Friday, December 17, 2010

As Christmas gets nearer and nearer - it just reminds me even more that this will be our first Christmas without dad here. I was wrapping a present this week, and the gift bag I was using was recycled from a previous Christmas. On the tag it said - Love mom and dad. It was an instant reminder that there would be no gifts for or from dad this year.

My mom had a hard time decorating the tree this year. A lot of her ornaments are homemade from us as kids - and a lot have all of our names on them - even my dad's. So that was a reminder to her that my dad is not here this year either.

I still plan to make the best of this Christmas. Last year was the worse Christmas possible. My dad got admitted the day after Christmas because his bowel reperforated. Christmas was spent tending to my dad, and panicking, and wondering if we should bring him to the ER. He was also really out of it, and didn't know where we were or who he was.

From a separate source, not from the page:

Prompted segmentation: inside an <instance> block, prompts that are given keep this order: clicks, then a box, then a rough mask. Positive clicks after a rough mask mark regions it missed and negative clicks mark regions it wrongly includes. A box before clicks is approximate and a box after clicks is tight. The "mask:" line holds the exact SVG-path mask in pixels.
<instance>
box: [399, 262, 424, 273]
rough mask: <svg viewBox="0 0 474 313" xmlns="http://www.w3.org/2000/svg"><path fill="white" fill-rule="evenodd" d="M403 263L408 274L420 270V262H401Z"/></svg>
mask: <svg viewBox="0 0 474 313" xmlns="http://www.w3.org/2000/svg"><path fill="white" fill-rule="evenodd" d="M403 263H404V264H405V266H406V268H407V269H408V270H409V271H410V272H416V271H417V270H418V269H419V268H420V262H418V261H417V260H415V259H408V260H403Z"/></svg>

So because of that, I plan to make it the best Christmas possible. I am sure there will be tears and sadness, but I want it to also be happy. I know dad is there with us in spirit. How awesome for him - he gets to spend his first Christmas in Heaven. He gets to spend it with his brother Jerry, and grandbaby. I can only imagine what all of the christmas lights look like from up in Heaven. Yes - I know he'll be smiling down on us, and sending us lots of warm fuzzy memories all day.